9月20日に実施された自民党総裁選挙で安倍晋三首相は三選を果たした。だがそれは、長きに及んだ安倍政権もこれから終幕に向けて走り始めることを意味する。そこに影を落とすのが、こじれきってしまった普天間・辺野古問題である。
安倍首相、本当にそれでいいのですか?
現職の首相に対して「本当にそれでいいのですか?」とは、失礼な問いではないかと思われるかもしれないが、実のところ、本当に心配なのである。とりわけ沖縄との関係で。
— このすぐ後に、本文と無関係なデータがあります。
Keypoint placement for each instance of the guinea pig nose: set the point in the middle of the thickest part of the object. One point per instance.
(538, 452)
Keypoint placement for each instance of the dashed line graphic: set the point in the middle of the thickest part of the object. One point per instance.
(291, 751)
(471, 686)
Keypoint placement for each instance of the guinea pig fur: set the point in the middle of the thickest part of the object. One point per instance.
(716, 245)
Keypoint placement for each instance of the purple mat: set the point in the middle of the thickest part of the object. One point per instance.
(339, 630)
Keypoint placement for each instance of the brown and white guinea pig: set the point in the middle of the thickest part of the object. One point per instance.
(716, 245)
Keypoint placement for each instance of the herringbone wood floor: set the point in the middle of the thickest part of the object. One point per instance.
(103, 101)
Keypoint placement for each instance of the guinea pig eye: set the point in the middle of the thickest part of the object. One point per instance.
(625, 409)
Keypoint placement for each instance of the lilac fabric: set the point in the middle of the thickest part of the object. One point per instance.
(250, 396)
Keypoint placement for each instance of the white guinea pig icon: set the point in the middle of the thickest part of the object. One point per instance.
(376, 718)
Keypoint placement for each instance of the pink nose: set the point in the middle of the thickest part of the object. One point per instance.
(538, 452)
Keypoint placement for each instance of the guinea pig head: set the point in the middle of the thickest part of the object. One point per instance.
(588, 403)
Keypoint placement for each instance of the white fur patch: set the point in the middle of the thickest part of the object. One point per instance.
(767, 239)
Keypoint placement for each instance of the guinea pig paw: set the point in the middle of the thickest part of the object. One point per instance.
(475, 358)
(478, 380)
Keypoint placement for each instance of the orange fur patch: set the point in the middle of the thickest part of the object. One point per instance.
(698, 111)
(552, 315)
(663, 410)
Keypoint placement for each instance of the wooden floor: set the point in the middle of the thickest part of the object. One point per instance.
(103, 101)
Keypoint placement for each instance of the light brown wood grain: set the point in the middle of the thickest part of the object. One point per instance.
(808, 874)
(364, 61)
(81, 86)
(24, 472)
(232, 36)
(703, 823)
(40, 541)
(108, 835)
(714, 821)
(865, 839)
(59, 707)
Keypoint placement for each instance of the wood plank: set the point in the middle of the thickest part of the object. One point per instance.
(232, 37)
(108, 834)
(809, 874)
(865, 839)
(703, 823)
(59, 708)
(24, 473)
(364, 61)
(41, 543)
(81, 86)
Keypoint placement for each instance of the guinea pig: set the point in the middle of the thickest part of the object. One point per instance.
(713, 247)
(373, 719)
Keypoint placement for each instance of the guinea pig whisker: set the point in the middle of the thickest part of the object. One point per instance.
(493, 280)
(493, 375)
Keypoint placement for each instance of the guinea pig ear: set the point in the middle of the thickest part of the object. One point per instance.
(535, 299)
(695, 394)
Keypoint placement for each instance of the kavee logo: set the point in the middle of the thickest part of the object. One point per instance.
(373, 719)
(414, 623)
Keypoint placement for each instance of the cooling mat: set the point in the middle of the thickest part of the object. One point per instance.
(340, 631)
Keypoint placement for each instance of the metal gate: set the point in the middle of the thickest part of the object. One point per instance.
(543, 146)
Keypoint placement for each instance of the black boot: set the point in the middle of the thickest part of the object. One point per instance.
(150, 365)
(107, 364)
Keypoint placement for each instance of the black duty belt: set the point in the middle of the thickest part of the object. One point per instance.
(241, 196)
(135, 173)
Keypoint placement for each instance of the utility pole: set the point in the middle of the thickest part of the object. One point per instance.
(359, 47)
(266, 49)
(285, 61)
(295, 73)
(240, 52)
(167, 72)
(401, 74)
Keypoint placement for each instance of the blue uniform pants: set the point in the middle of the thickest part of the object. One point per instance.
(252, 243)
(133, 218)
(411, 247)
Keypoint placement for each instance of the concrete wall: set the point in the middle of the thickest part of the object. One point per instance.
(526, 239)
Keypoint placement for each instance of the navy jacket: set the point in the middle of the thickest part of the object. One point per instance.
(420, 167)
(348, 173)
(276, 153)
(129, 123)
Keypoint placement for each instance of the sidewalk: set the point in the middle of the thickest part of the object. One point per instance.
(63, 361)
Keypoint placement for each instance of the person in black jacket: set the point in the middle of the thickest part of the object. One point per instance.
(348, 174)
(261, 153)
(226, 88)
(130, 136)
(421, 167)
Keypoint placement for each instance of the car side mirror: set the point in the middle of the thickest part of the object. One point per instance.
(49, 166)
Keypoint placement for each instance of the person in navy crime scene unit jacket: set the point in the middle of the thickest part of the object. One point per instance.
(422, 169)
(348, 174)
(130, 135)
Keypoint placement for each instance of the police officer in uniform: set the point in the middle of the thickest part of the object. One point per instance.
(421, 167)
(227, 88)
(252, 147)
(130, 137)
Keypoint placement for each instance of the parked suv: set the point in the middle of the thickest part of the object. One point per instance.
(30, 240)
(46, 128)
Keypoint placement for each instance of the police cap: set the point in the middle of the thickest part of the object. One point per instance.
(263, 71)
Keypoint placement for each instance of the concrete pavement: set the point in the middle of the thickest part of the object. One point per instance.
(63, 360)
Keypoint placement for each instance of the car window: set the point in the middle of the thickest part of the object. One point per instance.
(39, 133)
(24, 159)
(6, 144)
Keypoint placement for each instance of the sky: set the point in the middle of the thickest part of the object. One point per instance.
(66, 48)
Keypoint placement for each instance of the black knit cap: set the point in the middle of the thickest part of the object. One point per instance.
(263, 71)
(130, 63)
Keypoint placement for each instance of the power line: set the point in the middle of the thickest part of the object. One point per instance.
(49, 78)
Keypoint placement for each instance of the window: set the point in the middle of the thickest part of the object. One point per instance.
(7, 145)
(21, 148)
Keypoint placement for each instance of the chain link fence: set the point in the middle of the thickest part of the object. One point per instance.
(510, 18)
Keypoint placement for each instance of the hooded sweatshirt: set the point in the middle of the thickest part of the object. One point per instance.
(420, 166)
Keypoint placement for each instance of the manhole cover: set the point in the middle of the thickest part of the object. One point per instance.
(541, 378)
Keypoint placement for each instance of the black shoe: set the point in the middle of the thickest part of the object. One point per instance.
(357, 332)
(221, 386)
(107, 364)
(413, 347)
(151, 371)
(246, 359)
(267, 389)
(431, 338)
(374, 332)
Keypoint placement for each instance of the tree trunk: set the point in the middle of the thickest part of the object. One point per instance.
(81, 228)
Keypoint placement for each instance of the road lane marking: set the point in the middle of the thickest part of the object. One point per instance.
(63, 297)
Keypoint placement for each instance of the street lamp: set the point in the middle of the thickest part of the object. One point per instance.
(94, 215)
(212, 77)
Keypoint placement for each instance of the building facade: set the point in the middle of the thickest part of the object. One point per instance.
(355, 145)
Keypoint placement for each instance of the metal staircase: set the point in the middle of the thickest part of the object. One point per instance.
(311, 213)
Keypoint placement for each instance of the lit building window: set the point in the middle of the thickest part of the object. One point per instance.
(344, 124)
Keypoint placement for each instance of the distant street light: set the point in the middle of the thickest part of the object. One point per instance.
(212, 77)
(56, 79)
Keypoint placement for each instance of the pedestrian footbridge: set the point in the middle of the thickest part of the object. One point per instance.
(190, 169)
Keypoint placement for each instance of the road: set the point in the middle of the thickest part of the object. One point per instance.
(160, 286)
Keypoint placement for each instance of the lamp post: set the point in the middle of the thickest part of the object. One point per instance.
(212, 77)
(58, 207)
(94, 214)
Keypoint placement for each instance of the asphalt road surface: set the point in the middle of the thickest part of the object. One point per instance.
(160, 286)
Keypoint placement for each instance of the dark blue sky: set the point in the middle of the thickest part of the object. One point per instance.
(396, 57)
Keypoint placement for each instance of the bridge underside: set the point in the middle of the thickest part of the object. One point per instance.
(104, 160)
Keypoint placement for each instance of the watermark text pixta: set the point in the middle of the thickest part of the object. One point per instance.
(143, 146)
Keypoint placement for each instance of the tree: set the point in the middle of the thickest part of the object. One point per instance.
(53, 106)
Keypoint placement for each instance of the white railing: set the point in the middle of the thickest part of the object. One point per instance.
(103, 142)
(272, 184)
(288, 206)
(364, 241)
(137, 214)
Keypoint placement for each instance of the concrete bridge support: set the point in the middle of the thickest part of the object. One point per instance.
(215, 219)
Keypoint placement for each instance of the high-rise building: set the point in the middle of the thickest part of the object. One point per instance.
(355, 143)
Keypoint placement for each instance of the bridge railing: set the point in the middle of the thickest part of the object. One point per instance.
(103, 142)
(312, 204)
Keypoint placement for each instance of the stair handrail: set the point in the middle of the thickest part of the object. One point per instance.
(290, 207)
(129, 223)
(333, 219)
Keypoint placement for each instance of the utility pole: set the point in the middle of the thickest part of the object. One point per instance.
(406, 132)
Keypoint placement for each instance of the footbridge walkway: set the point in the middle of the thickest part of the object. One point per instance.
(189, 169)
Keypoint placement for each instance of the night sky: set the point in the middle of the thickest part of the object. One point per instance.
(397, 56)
9月20日に実施された自民党総裁選挙で、安倍首相は石破茂元幹事長を下して三選を果たした。自民党総裁としてさらに3年の任期を手にしたことで、2021年まで首相をつとめることも可能になった。それが実現すれば憲政史上最長の首相在任となるというのだから、本来であれば歴史的なことであろう。しかし安倍陣営の様子は、お祝いムードとはほど遠いものであった。
国会議員票こそ329対73で石破氏を圧倒したものの(それでも石破氏の得票は予想を大きく上回った)、より国民の声に近いとされる党員・党友票では224対181で、石破氏が事前の予想を超えた健闘を見せた。安倍陣営が徹底した締めつけを展開した上での数字である。安倍首相に対する不満が自民党員の間ですら広がっていることがうかがわれる。
三選を果たした安倍首相は、憲法改正に向けた動きを加速させることを呼号したが、それは政権の前途に対する不安の現れに見えて仕方がない。